Cependant la réserve de Sirot est arrivée avec l'artillerie française. De son côté Gassion revient de la poursuite de Beck. Les Espagnols sont cernés et le comte de Fontaines vient d'être jeté mort à bas de sa civière. Des officiers espagnols demandent quartier. D'Enghien s'approche alors l'épée haute mais des soldats ennemis croyant qu'il va charger de nouveau font feu. Des cris de trahison éclatent autour du duc. Alors la cavalerie de Gassion sous Simon Gibert de Lhène d'une part et la réserve de Sirot d'autre part se ruent sur les Espagnols qui sont finalement ébranlés puis culbutés.
Pertes
Les historiens de l'époque estiment que la majeure partie de la cavalerie ennemie réussit à se sauver.
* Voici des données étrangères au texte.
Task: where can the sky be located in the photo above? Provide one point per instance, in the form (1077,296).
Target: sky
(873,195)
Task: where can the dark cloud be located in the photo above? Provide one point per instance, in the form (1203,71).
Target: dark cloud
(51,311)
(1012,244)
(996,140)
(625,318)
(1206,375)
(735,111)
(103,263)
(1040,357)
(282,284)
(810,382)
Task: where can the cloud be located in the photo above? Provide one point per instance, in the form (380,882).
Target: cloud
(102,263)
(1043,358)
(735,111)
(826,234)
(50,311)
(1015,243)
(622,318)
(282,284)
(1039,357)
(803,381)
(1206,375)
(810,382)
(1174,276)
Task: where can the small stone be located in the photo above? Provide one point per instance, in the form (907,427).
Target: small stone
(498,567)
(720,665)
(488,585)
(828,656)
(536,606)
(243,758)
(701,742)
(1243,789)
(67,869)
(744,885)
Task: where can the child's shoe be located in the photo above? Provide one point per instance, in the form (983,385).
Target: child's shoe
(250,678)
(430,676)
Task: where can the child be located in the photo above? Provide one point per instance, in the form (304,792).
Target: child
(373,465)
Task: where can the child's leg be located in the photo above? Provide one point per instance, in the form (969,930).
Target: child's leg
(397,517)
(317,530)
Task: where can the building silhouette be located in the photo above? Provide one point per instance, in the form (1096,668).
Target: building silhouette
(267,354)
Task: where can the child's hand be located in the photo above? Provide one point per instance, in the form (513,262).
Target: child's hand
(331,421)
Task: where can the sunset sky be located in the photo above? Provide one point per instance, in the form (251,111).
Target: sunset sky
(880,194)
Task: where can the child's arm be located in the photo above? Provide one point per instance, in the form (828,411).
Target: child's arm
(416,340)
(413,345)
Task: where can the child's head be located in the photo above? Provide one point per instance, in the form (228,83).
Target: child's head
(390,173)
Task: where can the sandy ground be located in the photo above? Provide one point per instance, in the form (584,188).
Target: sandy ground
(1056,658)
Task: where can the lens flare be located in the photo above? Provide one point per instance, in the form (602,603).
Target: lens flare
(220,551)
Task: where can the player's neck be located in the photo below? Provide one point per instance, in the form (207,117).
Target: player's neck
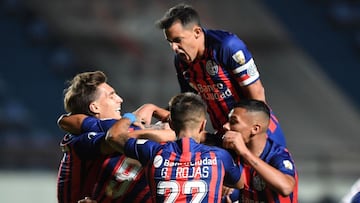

Par contre l'infanterie fut presque toute prise. Il y eut au moins sept mille morts dont deux mille français sans compter, il est vrai, les morts de la veille et autant de prisonniers espagnols. Deux mille paysans des Ardennes, embusqués dans les défilés, contribuèrent beaucoup à ce carnage en assommant les fuyards.
Avec les Espagnols avaient été détruits les meilleurs régiments italiens et wallons. Les armées espagnoles ne purent jamais se remettre de ce coup terrible : l'effet moral leur fut plus fatal que la perte matérielle déjà si difficile à réparer. Le renom de supériorité militaire qu'avaient les Espagnols passa décidément aux Français.
Sources partielles
- Histoire de France, depuis les temps les plus reculés jusqu'en 1789 - Par Henri Martin
Bibliographie
- Relation des campagnes de Rocroi et de Fribourg par le marquis de la Moussaie Paris 1673.
- Histoire de France d'Henri Martin, tome XII La bataille de Rocroi 1878.